COPD is a chronic disease, and long-term adherence to standardised drug therapy is crucial for its prevention and treatment. Every patient with COPD hopes to control their symptoms as soon as possible and reduce the number of acute exacerbations in the future. This study showed that adherence to drug therapy for a long duration could improves CAT scores, mMRC classification grade and the number of hospitalisations. During 2 years of follow-up, the proportion of patients in group D tended to decrease compared with the initial data. Various domestic and foreign studies have shown that the compliance rate of patients with COPD with drug therapy is 40%–60%, and the consistency between the actual drug therapy and guidelines fluctuates between 25% and 48%. The results of our study suggested that the consistency of medication adherence with the guidelines in Shanghai Songjiang was better than those reported in previous studies conducted in China12. Nevertheless, several obstacles to the effective management of COPD during the stable phase remain. Treatment adherence and alignment of drug treatment regimens with guidelines have not been optimized and lag behind the COPD management practices in developed countries. The prevention and treatment capabilities of general practitioners should be enhanced. In addition, we propose adjustments to the basic guidelines to grant qualified general practitioners the authority to prescribe initial treatment for COPD. This measure could expedite drug treatment for a greater number of patients. The combination of general practitioner–specialist doctor–patient prevention and treatment should be strengthened pharmacists, nurses and prevention healthcare professionals should cooperate to improve the compliance with standardised drug treatment in patients with COPD.

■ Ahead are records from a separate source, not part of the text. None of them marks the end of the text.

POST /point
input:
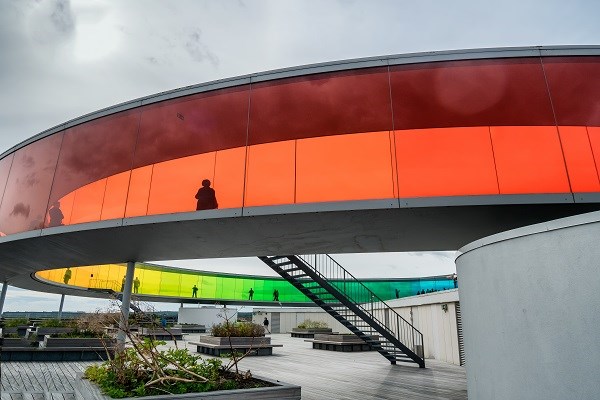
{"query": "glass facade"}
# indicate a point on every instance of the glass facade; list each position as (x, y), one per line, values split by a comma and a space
(154, 280)
(459, 128)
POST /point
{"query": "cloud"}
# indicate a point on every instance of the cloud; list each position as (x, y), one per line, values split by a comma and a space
(198, 50)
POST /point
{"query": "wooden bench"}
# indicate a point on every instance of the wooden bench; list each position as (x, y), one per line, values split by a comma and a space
(54, 353)
(220, 350)
(345, 343)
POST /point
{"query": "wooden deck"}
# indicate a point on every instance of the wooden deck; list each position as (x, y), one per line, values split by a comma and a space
(322, 375)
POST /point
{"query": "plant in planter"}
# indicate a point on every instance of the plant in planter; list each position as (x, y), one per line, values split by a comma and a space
(142, 370)
(308, 328)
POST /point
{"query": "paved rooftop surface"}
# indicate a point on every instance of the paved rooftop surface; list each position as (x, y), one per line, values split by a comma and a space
(322, 375)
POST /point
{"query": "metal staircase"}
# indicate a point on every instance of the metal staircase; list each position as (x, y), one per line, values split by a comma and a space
(336, 291)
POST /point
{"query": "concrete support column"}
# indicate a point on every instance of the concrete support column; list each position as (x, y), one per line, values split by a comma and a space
(125, 303)
(3, 296)
(62, 302)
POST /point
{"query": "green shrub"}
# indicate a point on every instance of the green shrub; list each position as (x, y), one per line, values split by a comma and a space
(237, 329)
(308, 324)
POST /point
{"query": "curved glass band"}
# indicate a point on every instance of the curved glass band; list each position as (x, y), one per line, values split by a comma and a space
(456, 128)
(162, 281)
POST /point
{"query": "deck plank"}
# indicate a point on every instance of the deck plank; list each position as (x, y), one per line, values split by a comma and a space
(322, 374)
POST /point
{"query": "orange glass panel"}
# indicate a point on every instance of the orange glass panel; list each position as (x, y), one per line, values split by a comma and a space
(25, 200)
(344, 167)
(529, 160)
(87, 205)
(115, 196)
(176, 182)
(271, 174)
(66, 206)
(580, 160)
(139, 188)
(594, 135)
(445, 162)
(229, 177)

Our study has several limitations. First, this is a retrospective cohort study. Second, as all patients were from Shanghai, they cannot represent the general situation in China. Third, the study could not capture the fluctuating changes in pulmonary function throughout the follow-up period owing to limitations related to community-based pulmonary function testing. Finally, due to the outbreak of the coronavirus disease 2019 pandemic in 2020, this study only included data collected during the 2-year follow-up after registration to the platform. Hence, in future studies, the MICCOPD platform will be used to collect pulmonary function data and health economics data from follow-up patients to establish a solid groundwork for improving patient treatment adherence and standardised care aligning with the guidelines. However, challenges in COPD management during stable periods persist. Consequently, further research is warranted to explore and address these challenges.

In summary, based on the MICCOPD, the compliance and guideline consistency rates among patients with COPD in the community who were managed by GPs are higher than those previously reported in China; however, there is still a big gap compared with developed countries. Compliance was more common in male patients, patients with poor lung function and patients with more emergency department admissions. The number of acute exacerbations, decrease in comprehensive assessment grade, and symptoms in patients with COPD can be improved by ensuring adherence to the drug treatment. Enhancing general practitioner proficiency in the prevention and management of COPD and increasing patient awareness of the condition are crucial for standardising and improving adherence to initial and follow-up COPD treatments.